Nearly a quarter of the elementary and middle schools marked failing on the 2011-12 Progress Reports were top schools last year.

The Education Department released those Progress Reports today and, in a statement, touted stable grades: “86 percent of schools did not change more than one grade from 2011” the DOE said.

But our analysis of the 102 schools that earned D’s or F’s on their Progress Report this year shows that severe instability persists. Of those failing schools, 24 earned A’s and B’s on their 2010-11 Progress Reports. PS 241 in Harlem, for example, went from a C in 2009-10, to a B in 2010-11 to an F this year. 

Even though a school’s progress report scores may wildly fluctuate, the stakes are high -- low grades on Progress Reports can lead the DOE to close a school. Schools that earn D or F on their progress report or schools that earn no better than a C for three years in a row are flagged for possible closure.

Center for New York City Affairs Education Project Director Kim Nauer says elementary and middle schools’ Progress Report grades are more likely to fluctuate than high schools' grades (to be released later this month) because the lower schools are graded on fewer factors. "When you have more indicators it gives you a better picture of the school," says Nauer, who co-authored a report on the DOE's data and accountability methods with Insideschools' Clara Hemphill. 

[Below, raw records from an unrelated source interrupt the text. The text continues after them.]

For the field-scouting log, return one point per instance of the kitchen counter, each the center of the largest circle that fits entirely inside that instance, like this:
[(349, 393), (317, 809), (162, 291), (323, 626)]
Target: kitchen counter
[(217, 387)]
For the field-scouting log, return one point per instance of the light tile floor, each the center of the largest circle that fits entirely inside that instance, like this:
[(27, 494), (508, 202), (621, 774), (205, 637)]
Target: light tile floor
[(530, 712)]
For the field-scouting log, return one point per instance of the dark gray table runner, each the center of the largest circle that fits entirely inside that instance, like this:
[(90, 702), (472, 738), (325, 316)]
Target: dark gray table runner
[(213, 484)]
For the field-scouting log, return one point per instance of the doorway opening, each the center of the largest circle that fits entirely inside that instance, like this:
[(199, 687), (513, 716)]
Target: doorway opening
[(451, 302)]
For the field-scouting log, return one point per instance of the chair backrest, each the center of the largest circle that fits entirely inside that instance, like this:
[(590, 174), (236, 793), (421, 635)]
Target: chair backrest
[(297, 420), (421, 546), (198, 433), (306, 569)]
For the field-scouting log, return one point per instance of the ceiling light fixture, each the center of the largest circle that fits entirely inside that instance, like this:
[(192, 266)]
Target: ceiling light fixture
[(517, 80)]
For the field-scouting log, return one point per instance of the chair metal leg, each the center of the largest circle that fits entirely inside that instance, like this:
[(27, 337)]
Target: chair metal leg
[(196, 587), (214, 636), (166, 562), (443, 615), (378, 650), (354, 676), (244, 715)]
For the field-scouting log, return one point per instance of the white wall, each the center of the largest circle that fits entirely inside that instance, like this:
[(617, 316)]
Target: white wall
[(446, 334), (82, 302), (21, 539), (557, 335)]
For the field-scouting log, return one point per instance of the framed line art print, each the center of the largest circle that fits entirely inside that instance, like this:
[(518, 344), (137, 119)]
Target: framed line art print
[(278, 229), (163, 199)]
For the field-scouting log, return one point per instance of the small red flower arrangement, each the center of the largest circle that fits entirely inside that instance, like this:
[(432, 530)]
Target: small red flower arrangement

Grades are based on a variety of factors: 60 percent of the grade is based on student progress – how much test scores improved from the previous year; 25 percent is based on performance on the most recent state tests and 15 percent factors in attendance and feedback from students, parents and teachers on the annual Learning Environment Surveys. 

This year, for the first time, middle school ratings also consider the percentage of students who pass "core" classes -- math, English, science and social studies. Next year, high school readiness will also carry weight in middle school progress report grades. Nauer says that middle school grades will probably become more stable as these additional factors figure into their progress report schools. (Data wonks should check out GothamSchools for a breakdown of how the Progress Report grades are compiled this year as opposed to last.)

The DOE posted the grades (available here) but parents should view them skeptically. Know that some schools with a mediocre grade actually perform quite well. Case in point: the new PS 276 in Battery Park City which got a C, despite stellar test scores.

Change in leadership is another important consideration that gets lost in a school’s letter grades. Take PS 198 on the Upper East Side: it earned a D this year and a C last year but has a promising new principal who seems likely to improve the school. 

The advice we gave last year still stands: "look beyond the single letter grade--which is often misleading--and concentrate instead on the school survey results, which tell you how satisfied parents, teachers and students are with their school."


(Ed. note: updated on 10/4/12 at 3 pm to state the correct neighborhood for PS 198.)